No debíamos tener dinero para salir a beber ginebra aquella tarde. El caso es que no salimos. En realidad, yo tenía muy pocas cosas. La casa en la que estaba viviendo aquel verano, por ejemplo, era prestada. Una casita pequeña en el último piso; de las que se construían antes para el servicio o para el portero, pero con un pequeño mirador que daba a la Rambla y una luz que entraba por todas partes, incluso en mi dormitorio, el único de la casa, que daba a un estrecho patio. Por tanto, la luz sí que me quedaba todavía. La casa de verdad, no. Hacía tiempo que se habían ido yendo todos, mi madre y yo los últimos. Y cuando aquel verano regresé a la ciudad, una casa como la de siempre se me hacía demasiado grande, demasiado difícil de manejar.
Pero ¿cómo sacar aquella casa antigua del recuerdo y, en la nueva, poner un café en esa mesa rehecha en la memoria, con un olor de noche distante? Ni la casa me quedaba, pero aunque por aquel entonces no había aprendido aún a disfrutar de la intemperie, me iba gustando ya que lo que me quedara fuera poco.
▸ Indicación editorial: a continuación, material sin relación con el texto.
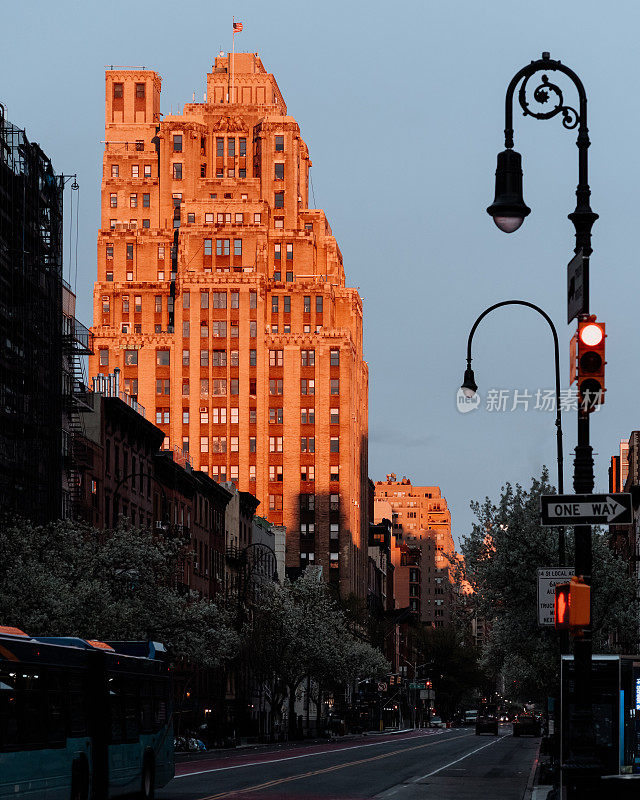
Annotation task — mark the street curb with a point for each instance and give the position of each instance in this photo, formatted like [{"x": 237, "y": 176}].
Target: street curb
[{"x": 528, "y": 792}]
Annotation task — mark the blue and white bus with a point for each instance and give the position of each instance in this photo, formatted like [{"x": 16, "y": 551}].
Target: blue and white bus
[{"x": 83, "y": 720}]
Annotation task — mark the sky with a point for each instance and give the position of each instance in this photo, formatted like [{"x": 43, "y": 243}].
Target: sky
[{"x": 402, "y": 106}]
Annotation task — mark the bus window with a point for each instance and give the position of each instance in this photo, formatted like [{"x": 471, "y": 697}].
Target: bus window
[
  {"x": 115, "y": 706},
  {"x": 146, "y": 707},
  {"x": 77, "y": 706},
  {"x": 31, "y": 709},
  {"x": 55, "y": 707},
  {"x": 131, "y": 717},
  {"x": 8, "y": 709}
]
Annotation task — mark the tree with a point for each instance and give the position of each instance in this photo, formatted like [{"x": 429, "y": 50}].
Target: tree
[
  {"x": 67, "y": 579},
  {"x": 299, "y": 632},
  {"x": 502, "y": 553}
]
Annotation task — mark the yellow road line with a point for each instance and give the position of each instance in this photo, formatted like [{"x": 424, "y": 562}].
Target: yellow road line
[{"x": 335, "y": 767}]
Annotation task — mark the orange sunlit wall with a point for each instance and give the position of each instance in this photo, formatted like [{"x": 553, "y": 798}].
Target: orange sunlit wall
[{"x": 221, "y": 297}]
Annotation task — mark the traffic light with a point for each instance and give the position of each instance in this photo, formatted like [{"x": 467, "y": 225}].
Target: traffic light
[
  {"x": 573, "y": 604},
  {"x": 591, "y": 363}
]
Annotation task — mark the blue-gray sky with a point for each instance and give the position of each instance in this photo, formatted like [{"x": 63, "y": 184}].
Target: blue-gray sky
[{"x": 402, "y": 106}]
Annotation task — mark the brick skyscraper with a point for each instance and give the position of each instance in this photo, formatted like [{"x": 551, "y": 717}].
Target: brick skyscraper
[{"x": 221, "y": 297}]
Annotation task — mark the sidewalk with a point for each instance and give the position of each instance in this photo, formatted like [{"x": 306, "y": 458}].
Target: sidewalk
[{"x": 228, "y": 753}]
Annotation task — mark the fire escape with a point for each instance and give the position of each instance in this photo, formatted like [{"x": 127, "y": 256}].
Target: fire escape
[{"x": 77, "y": 342}]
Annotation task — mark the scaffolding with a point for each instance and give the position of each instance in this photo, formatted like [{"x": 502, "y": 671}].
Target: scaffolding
[{"x": 31, "y": 206}]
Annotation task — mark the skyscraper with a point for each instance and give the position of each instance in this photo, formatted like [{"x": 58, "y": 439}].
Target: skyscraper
[{"x": 221, "y": 296}]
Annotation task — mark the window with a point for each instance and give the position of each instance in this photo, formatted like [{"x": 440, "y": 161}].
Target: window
[
  {"x": 308, "y": 358},
  {"x": 307, "y": 472}
]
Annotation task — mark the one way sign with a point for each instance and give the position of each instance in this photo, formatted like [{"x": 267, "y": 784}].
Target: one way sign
[{"x": 585, "y": 509}]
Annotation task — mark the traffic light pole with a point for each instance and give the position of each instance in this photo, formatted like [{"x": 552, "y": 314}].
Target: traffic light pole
[{"x": 581, "y": 764}]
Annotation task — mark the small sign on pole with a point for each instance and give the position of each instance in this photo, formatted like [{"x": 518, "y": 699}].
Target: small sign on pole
[{"x": 548, "y": 578}]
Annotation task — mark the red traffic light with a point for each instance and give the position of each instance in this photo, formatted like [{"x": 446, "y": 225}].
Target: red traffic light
[
  {"x": 572, "y": 604},
  {"x": 591, "y": 363}
]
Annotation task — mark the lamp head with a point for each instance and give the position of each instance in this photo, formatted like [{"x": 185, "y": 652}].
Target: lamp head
[
  {"x": 508, "y": 208},
  {"x": 469, "y": 385}
]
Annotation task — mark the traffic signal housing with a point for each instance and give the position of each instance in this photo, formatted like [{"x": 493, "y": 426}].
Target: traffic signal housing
[
  {"x": 591, "y": 363},
  {"x": 573, "y": 604}
]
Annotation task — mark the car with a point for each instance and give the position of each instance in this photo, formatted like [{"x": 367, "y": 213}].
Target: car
[
  {"x": 487, "y": 723},
  {"x": 527, "y": 725}
]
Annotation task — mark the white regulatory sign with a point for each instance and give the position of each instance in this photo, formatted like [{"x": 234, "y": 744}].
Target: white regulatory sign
[{"x": 547, "y": 580}]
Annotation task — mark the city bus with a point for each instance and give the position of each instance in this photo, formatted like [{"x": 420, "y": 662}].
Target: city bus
[{"x": 83, "y": 719}]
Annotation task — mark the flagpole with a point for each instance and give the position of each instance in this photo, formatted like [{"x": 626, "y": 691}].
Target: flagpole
[{"x": 233, "y": 57}]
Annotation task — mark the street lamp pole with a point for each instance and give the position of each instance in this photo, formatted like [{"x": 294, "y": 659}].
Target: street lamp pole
[
  {"x": 508, "y": 211},
  {"x": 469, "y": 388}
]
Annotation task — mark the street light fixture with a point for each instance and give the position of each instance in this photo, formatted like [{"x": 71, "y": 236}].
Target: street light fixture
[{"x": 508, "y": 208}]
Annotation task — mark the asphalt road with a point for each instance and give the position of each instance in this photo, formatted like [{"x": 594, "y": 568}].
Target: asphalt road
[{"x": 409, "y": 766}]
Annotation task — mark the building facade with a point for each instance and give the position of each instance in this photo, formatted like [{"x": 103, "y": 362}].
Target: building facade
[
  {"x": 31, "y": 460},
  {"x": 423, "y": 551},
  {"x": 221, "y": 296}
]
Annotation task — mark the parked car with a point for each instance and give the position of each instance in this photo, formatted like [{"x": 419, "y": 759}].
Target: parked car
[
  {"x": 527, "y": 725},
  {"x": 487, "y": 723}
]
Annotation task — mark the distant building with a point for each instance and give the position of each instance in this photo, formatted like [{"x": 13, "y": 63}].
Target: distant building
[
  {"x": 423, "y": 552},
  {"x": 31, "y": 459},
  {"x": 221, "y": 295}
]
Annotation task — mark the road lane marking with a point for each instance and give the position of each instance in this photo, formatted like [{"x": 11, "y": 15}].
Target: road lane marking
[
  {"x": 458, "y": 760},
  {"x": 303, "y": 755},
  {"x": 334, "y": 768}
]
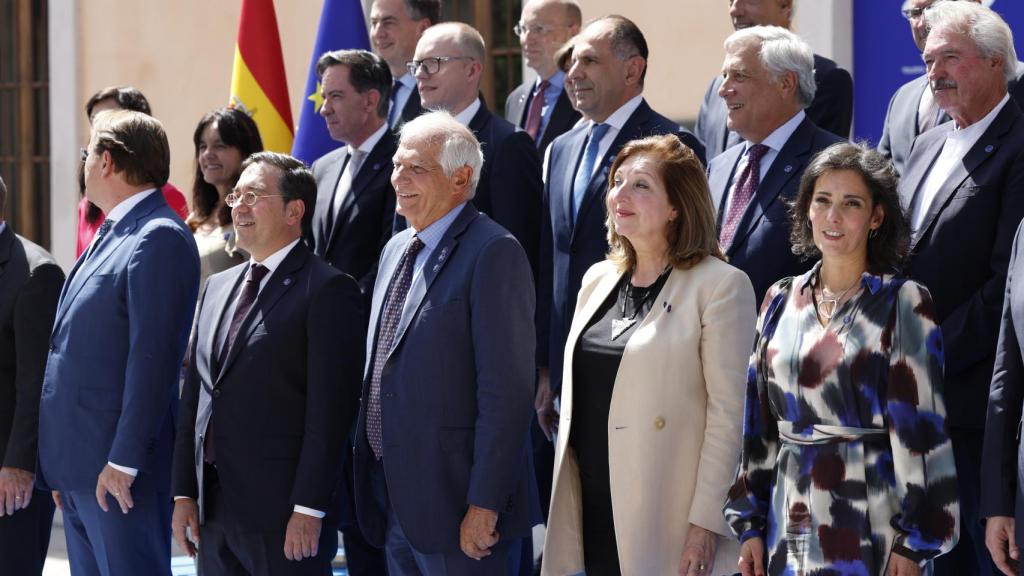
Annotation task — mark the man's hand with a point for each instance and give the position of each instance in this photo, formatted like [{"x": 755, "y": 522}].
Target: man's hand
[
  {"x": 302, "y": 536},
  {"x": 117, "y": 484},
  {"x": 477, "y": 533},
  {"x": 185, "y": 517},
  {"x": 999, "y": 541},
  {"x": 547, "y": 416},
  {"x": 15, "y": 490}
]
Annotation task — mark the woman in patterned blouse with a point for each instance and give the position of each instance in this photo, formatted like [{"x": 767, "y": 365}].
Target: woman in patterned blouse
[{"x": 846, "y": 465}]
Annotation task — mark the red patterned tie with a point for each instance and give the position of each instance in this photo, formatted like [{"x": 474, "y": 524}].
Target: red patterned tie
[
  {"x": 532, "y": 126},
  {"x": 747, "y": 186}
]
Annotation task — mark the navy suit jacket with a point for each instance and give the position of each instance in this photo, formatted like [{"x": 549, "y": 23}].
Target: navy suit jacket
[
  {"x": 568, "y": 248},
  {"x": 761, "y": 246},
  {"x": 111, "y": 389},
  {"x": 352, "y": 241},
  {"x": 562, "y": 119},
  {"x": 282, "y": 402},
  {"x": 832, "y": 109},
  {"x": 901, "y": 124},
  {"x": 456, "y": 391},
  {"x": 1003, "y": 465},
  {"x": 963, "y": 251},
  {"x": 30, "y": 286}
]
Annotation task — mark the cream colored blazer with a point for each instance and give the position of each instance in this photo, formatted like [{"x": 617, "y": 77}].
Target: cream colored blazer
[{"x": 674, "y": 424}]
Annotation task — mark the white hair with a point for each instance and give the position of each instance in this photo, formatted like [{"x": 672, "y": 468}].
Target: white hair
[
  {"x": 985, "y": 28},
  {"x": 780, "y": 51},
  {"x": 459, "y": 146}
]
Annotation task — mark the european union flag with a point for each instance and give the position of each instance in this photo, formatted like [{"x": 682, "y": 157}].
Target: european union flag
[{"x": 342, "y": 27}]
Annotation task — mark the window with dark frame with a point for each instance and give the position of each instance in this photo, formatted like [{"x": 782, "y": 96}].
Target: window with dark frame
[{"x": 25, "y": 127}]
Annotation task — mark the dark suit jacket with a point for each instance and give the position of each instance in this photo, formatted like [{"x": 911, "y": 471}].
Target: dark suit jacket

Desde entonces me fue molestando más lo que tenía, todo lo que hay que cuidar y te impide lanzarte a la calle exactamente en el momento en que lo piensas, con esa sensación fresca en las piernas.
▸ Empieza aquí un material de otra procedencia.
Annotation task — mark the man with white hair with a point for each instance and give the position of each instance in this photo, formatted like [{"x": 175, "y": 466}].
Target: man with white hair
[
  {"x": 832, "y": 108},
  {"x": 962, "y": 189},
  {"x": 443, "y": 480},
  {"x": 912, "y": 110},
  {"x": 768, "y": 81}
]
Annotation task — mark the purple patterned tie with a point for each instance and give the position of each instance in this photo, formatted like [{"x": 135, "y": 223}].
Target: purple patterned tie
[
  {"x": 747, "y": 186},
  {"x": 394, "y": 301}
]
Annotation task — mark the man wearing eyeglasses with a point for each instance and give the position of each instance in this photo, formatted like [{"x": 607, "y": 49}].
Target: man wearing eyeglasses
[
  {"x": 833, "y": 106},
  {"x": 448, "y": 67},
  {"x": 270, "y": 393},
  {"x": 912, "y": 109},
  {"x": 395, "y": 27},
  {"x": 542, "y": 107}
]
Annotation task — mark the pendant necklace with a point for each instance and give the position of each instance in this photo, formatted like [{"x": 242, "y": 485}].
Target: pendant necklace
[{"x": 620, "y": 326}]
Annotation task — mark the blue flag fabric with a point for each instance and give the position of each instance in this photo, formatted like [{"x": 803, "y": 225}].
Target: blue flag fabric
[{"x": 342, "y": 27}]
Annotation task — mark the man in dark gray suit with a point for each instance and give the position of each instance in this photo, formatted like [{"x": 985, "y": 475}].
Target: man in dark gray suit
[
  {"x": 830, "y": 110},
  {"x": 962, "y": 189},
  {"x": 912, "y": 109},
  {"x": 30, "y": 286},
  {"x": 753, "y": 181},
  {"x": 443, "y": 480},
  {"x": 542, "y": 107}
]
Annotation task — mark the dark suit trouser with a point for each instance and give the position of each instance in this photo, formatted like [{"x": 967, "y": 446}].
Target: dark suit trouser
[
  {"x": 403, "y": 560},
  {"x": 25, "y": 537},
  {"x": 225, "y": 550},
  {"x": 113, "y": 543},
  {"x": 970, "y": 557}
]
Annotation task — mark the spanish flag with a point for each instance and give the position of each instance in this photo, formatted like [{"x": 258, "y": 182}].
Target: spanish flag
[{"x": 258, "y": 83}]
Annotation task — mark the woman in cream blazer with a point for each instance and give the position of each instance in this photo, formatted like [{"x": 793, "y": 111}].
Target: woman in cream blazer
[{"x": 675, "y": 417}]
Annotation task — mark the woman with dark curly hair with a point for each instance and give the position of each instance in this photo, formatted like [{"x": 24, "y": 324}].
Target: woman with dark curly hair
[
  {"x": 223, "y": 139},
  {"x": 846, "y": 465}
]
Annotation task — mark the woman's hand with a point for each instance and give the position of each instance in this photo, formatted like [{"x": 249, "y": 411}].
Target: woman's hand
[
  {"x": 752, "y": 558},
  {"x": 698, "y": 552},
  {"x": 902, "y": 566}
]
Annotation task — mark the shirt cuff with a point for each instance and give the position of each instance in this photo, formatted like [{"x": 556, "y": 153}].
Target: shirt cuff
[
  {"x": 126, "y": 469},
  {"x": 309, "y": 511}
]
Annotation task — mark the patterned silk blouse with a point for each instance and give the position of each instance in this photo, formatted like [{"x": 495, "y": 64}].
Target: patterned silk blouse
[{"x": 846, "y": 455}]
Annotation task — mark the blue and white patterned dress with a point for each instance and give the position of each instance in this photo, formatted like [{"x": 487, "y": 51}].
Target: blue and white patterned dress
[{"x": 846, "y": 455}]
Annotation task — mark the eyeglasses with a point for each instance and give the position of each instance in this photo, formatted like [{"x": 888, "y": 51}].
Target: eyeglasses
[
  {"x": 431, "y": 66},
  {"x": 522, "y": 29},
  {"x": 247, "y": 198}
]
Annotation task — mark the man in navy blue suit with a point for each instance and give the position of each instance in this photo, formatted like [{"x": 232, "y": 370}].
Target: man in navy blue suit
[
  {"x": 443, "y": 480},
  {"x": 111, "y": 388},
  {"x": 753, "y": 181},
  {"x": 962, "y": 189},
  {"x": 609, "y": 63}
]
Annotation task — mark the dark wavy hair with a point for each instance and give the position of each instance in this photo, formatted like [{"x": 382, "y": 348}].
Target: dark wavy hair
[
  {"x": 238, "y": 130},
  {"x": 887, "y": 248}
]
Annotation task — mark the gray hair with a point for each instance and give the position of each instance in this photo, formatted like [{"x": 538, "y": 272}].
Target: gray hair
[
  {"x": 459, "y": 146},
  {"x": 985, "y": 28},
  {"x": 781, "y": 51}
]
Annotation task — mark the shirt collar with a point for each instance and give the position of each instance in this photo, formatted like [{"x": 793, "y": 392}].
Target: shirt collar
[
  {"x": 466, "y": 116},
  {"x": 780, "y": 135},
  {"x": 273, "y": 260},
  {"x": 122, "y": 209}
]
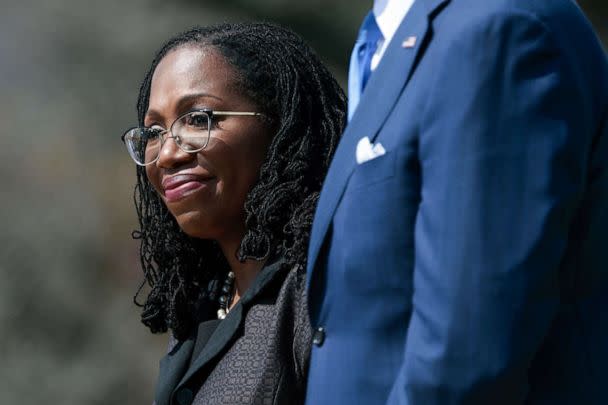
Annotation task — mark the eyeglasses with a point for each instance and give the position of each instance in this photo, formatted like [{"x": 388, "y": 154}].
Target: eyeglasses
[{"x": 190, "y": 132}]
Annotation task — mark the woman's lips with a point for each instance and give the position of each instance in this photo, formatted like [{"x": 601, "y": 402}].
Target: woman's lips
[{"x": 179, "y": 186}]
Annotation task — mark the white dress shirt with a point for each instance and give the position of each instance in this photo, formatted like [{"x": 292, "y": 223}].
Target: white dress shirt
[{"x": 389, "y": 14}]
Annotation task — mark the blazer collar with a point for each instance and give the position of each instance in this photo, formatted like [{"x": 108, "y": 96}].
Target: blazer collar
[
  {"x": 380, "y": 95},
  {"x": 174, "y": 371}
]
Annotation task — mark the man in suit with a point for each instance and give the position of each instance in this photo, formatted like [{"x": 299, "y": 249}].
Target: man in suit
[{"x": 459, "y": 251}]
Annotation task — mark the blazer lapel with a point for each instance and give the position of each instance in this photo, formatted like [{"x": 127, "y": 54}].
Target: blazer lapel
[
  {"x": 227, "y": 329},
  {"x": 172, "y": 368},
  {"x": 380, "y": 95}
]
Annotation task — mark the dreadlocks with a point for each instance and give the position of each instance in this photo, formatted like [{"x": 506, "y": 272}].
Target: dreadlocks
[{"x": 279, "y": 72}]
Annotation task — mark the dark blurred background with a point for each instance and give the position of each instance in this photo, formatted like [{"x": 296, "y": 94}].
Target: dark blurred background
[{"x": 69, "y": 75}]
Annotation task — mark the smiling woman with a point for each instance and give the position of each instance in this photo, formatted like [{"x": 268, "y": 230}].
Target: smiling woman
[{"x": 237, "y": 126}]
También el tiempo me iba faltando, un cuatrimestre para terminar los estudios. Nos iba faltando el tiempo como lo habíamos vivido aquel último año, casi juntos. Era ya el cuarto tiempo el que se agotaba, después de la infancia sin colegio, la niñez con colegio, la adolescencia en la que vas haciendo tuya la ciudad y te apoderas de todo y, finalmente, el que se estaba terminado, ése en el que te vas haciendo dueño de ti mismo y cuando casi lo has conseguido te da vértigo pensar en lo que vendrá. Sobre todo, se había terminado el dinero que había ahorrado trabajando en mil cosas durante el último curso universitario. Y en uno de esos momentos en los que nos atacaba el vértigo le vi ir al armario donde estaba la ginebra, que yo sabía que no quedaba. Tampoco dinero de bolsillo para  bajar a comprar o, menos todavía, tomarla en los bares. Algo nos tuvimos que inventar, porque seguimos juntos y sonrientes, pero por poco tiempo. Nunca habíamos hablado de amor, solo de querernos mucho.